The rare Cane Corso coat colors are the coat colors that contain genetic mysteries researchers are still trying to understand. In other words, the breeder was trying to breed for one coat color but got another they didn’t expect.

This isn’t necessarily a bad thing if a single puppy in a litter pops out with an unusual color coat. This can happen sometimes because there is still so much to learn about canine genetics.

But when a Cane Corso breeder decides to try to replicate the rare color or color pattern by deliberating breeding together dogs that carry those genes, this is when puppy health can be negatively affected.

Because the breeder tries to prioritize genes that naturally occur rarely in the Cane Corso genome, the breeder is trying to tamper with how the Cane Corso genome is naturally designed to work.

Another concern is that whenever a breeder decides to highlight a less common gene, this often also means less is known about how that gene works and what else it might be responsible for.

This is why some dogs with rare coat colors may also have more serious health issues. Such health issues may include congenital blindness, deafness, neurological problems, temperament troubles, and more.

Be very careful to research the breeder’s background, credentials, and reputation in the Cane Corso dog breeding community before choosing a breeder specializing in rare Cane Corso coat colors.

The Link Between Cane Corso Colors and Puppy Health

So now you are much more familiar with the standard Cane Corso colors, and those coat colors are considered rare or non-standard according to the official breed standard.

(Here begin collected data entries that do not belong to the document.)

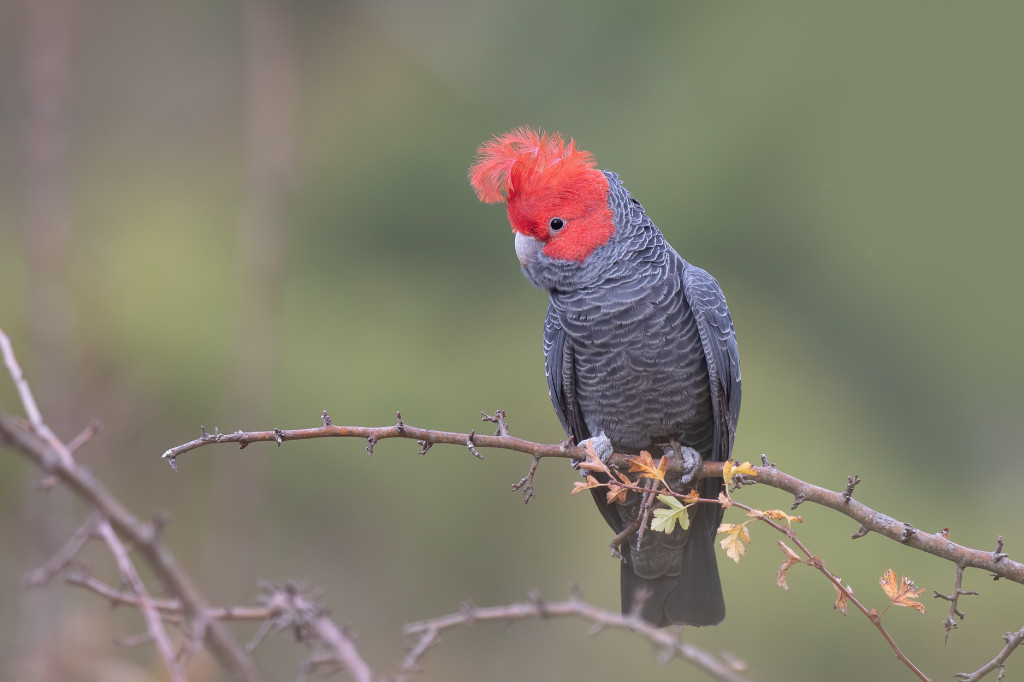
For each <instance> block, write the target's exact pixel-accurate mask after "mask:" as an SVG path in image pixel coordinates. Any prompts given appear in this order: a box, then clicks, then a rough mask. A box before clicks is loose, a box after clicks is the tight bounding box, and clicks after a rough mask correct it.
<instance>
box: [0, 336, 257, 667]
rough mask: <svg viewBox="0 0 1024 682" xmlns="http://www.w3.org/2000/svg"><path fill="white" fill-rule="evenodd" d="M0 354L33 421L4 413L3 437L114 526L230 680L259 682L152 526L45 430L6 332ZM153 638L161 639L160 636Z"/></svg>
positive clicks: (169, 664) (52, 435)
mask: <svg viewBox="0 0 1024 682" xmlns="http://www.w3.org/2000/svg"><path fill="white" fill-rule="evenodd" d="M0 352H2V354H3V360H4V365H5V366H6V367H7V369H8V371H9V372H10V375H11V378H12V379H13V380H14V383H15V385H16V386H17V390H18V395H19V396H20V398H22V403H23V407H24V408H25V411H26V414H27V415H28V416H29V422H28V423H26V422H25V421H24V420H22V419H18V418H15V417H12V416H10V415H7V414H6V413H5V412H3V411H0V436H2V437H3V438H4V439H5V440H6V441H7V442H8V443H9V444H11V445H12V446H13V447H14V449H15V450H17V451H18V452H20V453H22V454H23V455H25V456H26V457H27V458H28V459H30V460H31V461H33V462H34V463H35V464H36V465H37V466H38V467H39V468H41V469H42V470H43V471H45V472H46V473H48V474H50V475H52V476H56V477H57V478H58V479H59V480H60V481H61V482H62V483H65V484H66V485H68V487H70V488H71V489H72V491H73V492H74V493H75V494H76V495H77V496H78V497H79V498H80V499H82V500H83V501H85V502H86V503H87V504H89V505H90V506H91V507H92V508H93V510H94V511H95V513H96V514H97V515H98V517H99V518H101V519H103V520H105V522H109V523H110V525H111V526H112V527H113V529H114V530H116V531H117V534H120V535H121V536H123V537H124V538H125V539H126V540H127V541H128V542H129V543H131V545H132V546H133V547H134V550H135V551H136V552H137V553H138V554H140V555H141V556H142V558H143V560H144V561H145V562H146V563H147V564H148V565H150V567H151V569H152V570H153V572H154V574H155V576H156V577H157V579H158V580H160V581H161V582H162V583H163V584H164V586H165V587H166V588H167V589H168V590H170V591H171V593H172V594H174V595H176V596H177V597H178V598H179V599H180V600H181V603H182V607H183V609H184V614H185V619H186V620H187V622H188V623H189V626H190V630H191V634H193V636H195V637H197V638H199V639H202V640H203V641H204V642H205V643H206V646H207V648H208V649H209V650H210V652H211V653H212V654H213V656H214V657H215V658H216V659H217V660H218V662H219V663H220V665H221V666H222V667H223V668H224V670H225V671H226V672H227V674H228V675H229V676H230V678H231V679H233V680H239V681H240V682H248V681H250V680H258V679H259V674H258V673H257V672H256V669H255V667H254V666H253V664H252V660H251V658H250V657H249V656H248V655H247V654H246V653H245V651H244V650H243V649H242V647H241V645H239V643H238V641H237V640H236V639H234V637H233V636H232V635H231V633H230V632H229V631H228V630H227V629H226V628H224V627H223V625H222V624H220V623H217V622H212V621H211V620H210V619H209V616H208V615H207V610H208V608H209V606H208V604H207V603H206V599H205V597H203V595H202V593H201V592H200V590H199V588H198V587H196V586H195V585H194V584H193V582H191V579H190V578H189V577H188V576H187V574H186V573H185V572H184V571H183V570H182V569H181V568H180V567H179V566H178V565H177V561H176V559H175V558H174V555H173V554H171V552H170V550H168V549H167V547H166V546H164V544H163V543H162V542H160V540H159V538H158V537H157V536H156V534H154V532H153V529H152V526H151V525H150V524H147V523H143V522H141V521H139V520H138V519H137V518H136V517H135V516H134V515H133V514H132V513H131V512H129V511H128V510H127V509H126V508H125V507H124V506H123V505H122V504H121V503H120V502H119V501H118V500H117V498H115V497H114V496H113V495H112V494H111V493H110V492H109V491H108V489H106V487H105V486H103V484H102V483H101V482H100V481H99V479H97V478H96V477H95V476H94V475H93V474H92V472H91V471H89V470H88V469H87V468H85V467H83V466H81V465H79V464H78V463H76V462H75V460H74V458H73V456H72V453H71V451H70V450H69V449H68V446H67V445H66V444H65V443H63V442H61V441H60V440H59V439H58V438H57V437H56V436H55V435H54V434H53V432H52V431H51V430H50V428H49V427H48V426H46V423H45V422H44V421H43V418H42V415H41V414H40V412H39V409H38V408H37V407H36V401H35V398H34V397H33V395H32V390H31V389H30V388H29V384H28V382H27V381H26V380H25V377H24V375H23V374H22V370H20V368H19V367H18V365H17V360H16V359H15V357H14V352H13V350H12V348H11V345H10V340H9V339H8V338H7V336H6V335H5V334H4V333H3V332H2V331H0ZM117 534H113V538H111V539H110V540H109V541H108V544H109V545H112V546H113V545H120V544H121V540H120V539H119V538H118V537H117ZM76 542H77V541H76ZM150 634H151V635H153V636H154V638H155V639H157V636H156V634H155V633H153V632H151V633H150ZM164 664H165V666H166V667H167V669H168V673H169V674H171V676H172V679H174V672H173V671H174V669H175V668H176V666H177V664H176V663H175V660H174V658H170V659H168V658H166V657H164Z"/></svg>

But how does coat color predict how healthy your Cane Corso puppy will be?

Vetstreet highlights the importance of pre-screening Cane Corso parent pairs for genetic health issues before allowing mating.

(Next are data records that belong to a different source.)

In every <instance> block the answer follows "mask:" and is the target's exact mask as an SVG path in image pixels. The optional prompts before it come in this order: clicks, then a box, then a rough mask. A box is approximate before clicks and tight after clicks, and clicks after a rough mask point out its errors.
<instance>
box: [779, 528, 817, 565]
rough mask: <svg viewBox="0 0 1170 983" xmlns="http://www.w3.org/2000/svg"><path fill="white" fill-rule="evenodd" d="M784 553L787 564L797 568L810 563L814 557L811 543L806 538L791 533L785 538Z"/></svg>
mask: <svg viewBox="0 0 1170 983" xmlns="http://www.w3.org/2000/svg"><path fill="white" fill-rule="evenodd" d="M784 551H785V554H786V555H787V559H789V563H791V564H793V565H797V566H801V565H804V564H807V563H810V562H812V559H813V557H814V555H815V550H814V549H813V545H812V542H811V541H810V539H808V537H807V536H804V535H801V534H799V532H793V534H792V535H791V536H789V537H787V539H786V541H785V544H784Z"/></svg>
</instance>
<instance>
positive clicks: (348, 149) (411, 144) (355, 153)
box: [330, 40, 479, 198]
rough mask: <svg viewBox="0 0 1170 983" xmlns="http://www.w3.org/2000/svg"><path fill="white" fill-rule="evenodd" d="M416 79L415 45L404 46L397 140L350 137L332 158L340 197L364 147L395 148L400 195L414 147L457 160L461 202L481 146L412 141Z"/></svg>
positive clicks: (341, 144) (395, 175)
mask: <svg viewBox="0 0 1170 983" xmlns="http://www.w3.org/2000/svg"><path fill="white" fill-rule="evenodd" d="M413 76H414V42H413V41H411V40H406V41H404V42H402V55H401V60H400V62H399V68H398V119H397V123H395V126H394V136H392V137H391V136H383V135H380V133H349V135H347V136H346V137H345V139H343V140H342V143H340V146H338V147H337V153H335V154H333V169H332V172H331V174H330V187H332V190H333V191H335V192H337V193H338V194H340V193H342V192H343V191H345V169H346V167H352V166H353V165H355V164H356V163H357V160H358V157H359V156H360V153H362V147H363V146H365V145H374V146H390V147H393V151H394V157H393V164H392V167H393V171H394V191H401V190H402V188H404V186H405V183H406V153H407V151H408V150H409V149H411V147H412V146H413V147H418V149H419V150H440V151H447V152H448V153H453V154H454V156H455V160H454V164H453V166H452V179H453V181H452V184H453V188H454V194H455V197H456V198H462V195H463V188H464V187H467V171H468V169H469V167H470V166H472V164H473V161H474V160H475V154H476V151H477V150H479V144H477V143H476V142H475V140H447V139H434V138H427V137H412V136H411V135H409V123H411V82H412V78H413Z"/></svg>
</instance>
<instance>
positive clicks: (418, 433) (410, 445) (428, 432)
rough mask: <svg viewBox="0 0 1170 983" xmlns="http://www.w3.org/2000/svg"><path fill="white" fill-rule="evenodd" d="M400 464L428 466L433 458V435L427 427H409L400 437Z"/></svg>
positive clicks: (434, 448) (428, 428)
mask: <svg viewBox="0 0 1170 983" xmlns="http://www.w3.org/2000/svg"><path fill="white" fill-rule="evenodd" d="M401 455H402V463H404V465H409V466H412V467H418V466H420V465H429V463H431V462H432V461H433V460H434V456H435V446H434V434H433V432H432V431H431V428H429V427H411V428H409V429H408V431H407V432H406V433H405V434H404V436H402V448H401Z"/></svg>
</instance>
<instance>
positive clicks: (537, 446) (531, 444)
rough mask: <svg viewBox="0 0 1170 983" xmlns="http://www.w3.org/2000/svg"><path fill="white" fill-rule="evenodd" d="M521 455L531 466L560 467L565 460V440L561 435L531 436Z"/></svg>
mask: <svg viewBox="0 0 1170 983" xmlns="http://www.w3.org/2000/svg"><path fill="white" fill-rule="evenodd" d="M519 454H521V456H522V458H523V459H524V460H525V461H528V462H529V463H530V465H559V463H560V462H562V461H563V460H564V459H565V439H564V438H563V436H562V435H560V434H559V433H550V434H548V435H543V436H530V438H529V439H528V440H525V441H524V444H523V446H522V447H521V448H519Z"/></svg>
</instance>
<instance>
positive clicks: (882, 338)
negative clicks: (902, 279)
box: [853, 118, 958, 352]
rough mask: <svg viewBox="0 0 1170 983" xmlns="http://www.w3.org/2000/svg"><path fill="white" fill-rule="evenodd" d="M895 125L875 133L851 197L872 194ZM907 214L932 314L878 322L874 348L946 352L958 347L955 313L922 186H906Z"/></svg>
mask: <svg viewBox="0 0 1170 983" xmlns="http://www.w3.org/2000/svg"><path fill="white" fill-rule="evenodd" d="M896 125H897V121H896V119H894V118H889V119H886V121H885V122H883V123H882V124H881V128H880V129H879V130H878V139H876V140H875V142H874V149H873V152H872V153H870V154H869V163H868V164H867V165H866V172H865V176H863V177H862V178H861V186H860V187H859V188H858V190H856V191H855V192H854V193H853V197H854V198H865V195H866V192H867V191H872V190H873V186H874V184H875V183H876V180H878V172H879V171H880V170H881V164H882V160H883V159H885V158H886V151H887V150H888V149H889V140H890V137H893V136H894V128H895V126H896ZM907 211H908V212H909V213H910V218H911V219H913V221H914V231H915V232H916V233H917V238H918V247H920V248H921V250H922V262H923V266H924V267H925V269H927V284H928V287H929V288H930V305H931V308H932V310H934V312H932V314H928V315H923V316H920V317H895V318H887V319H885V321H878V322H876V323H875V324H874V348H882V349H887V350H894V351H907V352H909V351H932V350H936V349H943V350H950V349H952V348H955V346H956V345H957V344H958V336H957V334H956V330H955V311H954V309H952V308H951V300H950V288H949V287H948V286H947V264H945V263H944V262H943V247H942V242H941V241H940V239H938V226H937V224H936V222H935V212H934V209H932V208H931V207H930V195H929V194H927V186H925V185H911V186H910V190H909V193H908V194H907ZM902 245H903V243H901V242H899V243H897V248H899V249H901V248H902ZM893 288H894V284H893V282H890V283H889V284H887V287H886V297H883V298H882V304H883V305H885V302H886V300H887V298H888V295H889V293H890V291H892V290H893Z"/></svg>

This is important to verify if you are considering purchasing or adopting a Cane Corso with less common or rare coat color.

While running pre-mating health tests on the parent dogs may not guarantee that your puppy won’t have any health problems, it rules out heritable health issues passed down from parent dogs to puppies.

The Cane Corso dog breed is listed in the Orthopedic Foundation for Animals’ Canine Health Information Center (OFA-CHIC) health database. This database keeps a list of breed-specific genetic health issues.

The OFA-CHIC database states that Cane Corso puppies can inherit these serious health issues:

  • Hip dysplasia.
  • Elbow dysplasia.
  • Cardiac issues.
  • Eye issues.
  • Patellar luxation.
  • Autoimmune thyroiditis.

The dilute coat colors, especially blue-coated Cane Corsos, can have a higher incidence of serious skin issues.

Dermatitis, color dilution alopecia (hair loss), skin wrinkling, skin allergies, and follicular dysplasia have all been linked to dilute coat colors in the Cane Corso dog breed.

It is important to understand that there currently are no pre-screening genetic health tests to predict whether a puppy with a rare coat color will develop any of these issues.

Sometimes the puppy will start having skin troubles early in life, but it is more common to see a Cane Corso puppy grow up and develop skin problems or allergies later in life.

Which Cane Corso Colors Have the Longest Life Expectancy

The Open Veterinary Journal reports that there is one Cane Corso coat color that has a longer life expectancy than all the others.

That coat color is black brindle, followed by brindle. Black brindle Cane Corsos live about 10.3 years, and brindle Cane Corsos live about 10.13 years.

Compare that with the life expectancy of male adult Cane Corsos of other colors, 9.25, and of other female adult Cane Corsos, 9.33 years.

So black brindle or brindle Cane Corso adult dogs live more than a year longer than all the other Cane Corso dogs with different coat colors.

This is why it can be important to breed to a dog’s genetic strengths rather than trying to manipulate the Cane Corso genome to produce rarer coat colors.

Many breeders who do this will do so just to be able to market their dogs as “rare colors” and thus charge a higher price per puppy.

The only way to save yourself from preventable heartache and your puppy from preventable suffering is to be sure the Cane Corso breeder you select puts puppy health above all else.